The following quote is from Scott Kauffman, CEO of Geeknet.
“The geek demographic is bigger than most people realize,
and it is growing every day in both scope and influence.
Its product appeal extends beyond servers and slide rules
to include video games, soft drinks, automobiles, fast food,
fashion, entertainment, consumer electronics and other goods.

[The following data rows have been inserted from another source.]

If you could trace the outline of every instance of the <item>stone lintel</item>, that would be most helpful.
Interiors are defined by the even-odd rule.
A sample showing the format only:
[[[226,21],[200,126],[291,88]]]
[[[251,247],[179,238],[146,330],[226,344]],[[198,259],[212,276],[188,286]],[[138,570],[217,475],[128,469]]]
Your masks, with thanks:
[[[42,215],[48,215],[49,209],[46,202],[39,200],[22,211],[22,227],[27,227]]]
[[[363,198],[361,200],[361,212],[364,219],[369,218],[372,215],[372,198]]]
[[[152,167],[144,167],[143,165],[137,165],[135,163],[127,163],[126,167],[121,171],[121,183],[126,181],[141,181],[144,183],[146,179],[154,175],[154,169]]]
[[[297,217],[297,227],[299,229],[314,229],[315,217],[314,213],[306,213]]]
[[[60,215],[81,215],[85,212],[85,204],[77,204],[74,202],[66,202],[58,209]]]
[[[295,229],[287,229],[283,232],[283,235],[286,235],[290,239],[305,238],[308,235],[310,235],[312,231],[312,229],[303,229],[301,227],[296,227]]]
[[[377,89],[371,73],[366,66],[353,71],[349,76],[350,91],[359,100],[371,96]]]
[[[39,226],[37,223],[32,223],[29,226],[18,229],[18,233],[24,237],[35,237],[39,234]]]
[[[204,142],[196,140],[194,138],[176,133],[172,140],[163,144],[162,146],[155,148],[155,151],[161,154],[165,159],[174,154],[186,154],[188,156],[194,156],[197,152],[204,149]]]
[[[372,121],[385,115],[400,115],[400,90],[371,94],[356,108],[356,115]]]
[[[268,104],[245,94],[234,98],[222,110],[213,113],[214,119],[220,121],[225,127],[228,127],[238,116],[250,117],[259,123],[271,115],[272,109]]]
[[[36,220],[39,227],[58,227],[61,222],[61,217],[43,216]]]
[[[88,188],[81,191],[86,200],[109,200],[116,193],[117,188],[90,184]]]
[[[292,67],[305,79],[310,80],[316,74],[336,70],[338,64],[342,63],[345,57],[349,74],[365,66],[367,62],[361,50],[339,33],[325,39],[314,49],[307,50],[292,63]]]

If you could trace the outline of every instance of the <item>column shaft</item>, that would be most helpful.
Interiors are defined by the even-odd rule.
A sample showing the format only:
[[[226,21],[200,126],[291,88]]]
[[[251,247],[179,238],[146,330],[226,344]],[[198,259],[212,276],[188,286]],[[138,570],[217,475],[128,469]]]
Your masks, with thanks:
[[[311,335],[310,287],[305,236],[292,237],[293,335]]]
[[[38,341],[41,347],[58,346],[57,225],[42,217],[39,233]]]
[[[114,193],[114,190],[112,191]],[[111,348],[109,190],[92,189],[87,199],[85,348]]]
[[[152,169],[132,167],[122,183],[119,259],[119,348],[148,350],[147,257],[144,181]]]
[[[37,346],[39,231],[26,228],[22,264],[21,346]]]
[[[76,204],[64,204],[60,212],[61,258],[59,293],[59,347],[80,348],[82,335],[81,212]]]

We call this phenomenon the ‘geekification‘ of the world, and we believe that our network provides the best platform
for advertisers to reach this highly coveted audience.”
Geeknet “communities” consist of Slashdot, SourceForge.net,
ThinkGeek, Freshmeat, and Ohloh. In addition, they handle advertising for the Linux Foundation’s Linux.com. According to Geeknet, the company serves more than 40 million tech-savvy geeks each month,
Given I’m a shareholder in Geeknet Inc. (nasdaq: LNUX), I hope the company plays a key role in the geekification of the world.
5 November 2009
Tempe, Arizona, voters voted YES for the $77 million Tempe Elementary Schools bond. This came as no surprise, but I was surprised that less than 8000 Tempeans voted. I admit I was going to blow off voting, but I didn’t.
5359 Tempeans voted YES for the schools bond, but it would have taken only 2496 YES votes for passage. I have no data to support this claim, but I suspect a large percentage of the 5359 YES votes were from education workers (teachers, administrators, etc.).
7854 Tempeans voted on 3 November 02009. Tempe’s population (02006 est.): 169,712. Approximately 20% of Tempeans are under 18, which implies about 135,769 Tempeans are of voting age. I don’t know how many Tempeans are eligible voters; however, whatever the number is, it does appear as if voter apathy is alive and well in Tempe, Arizona.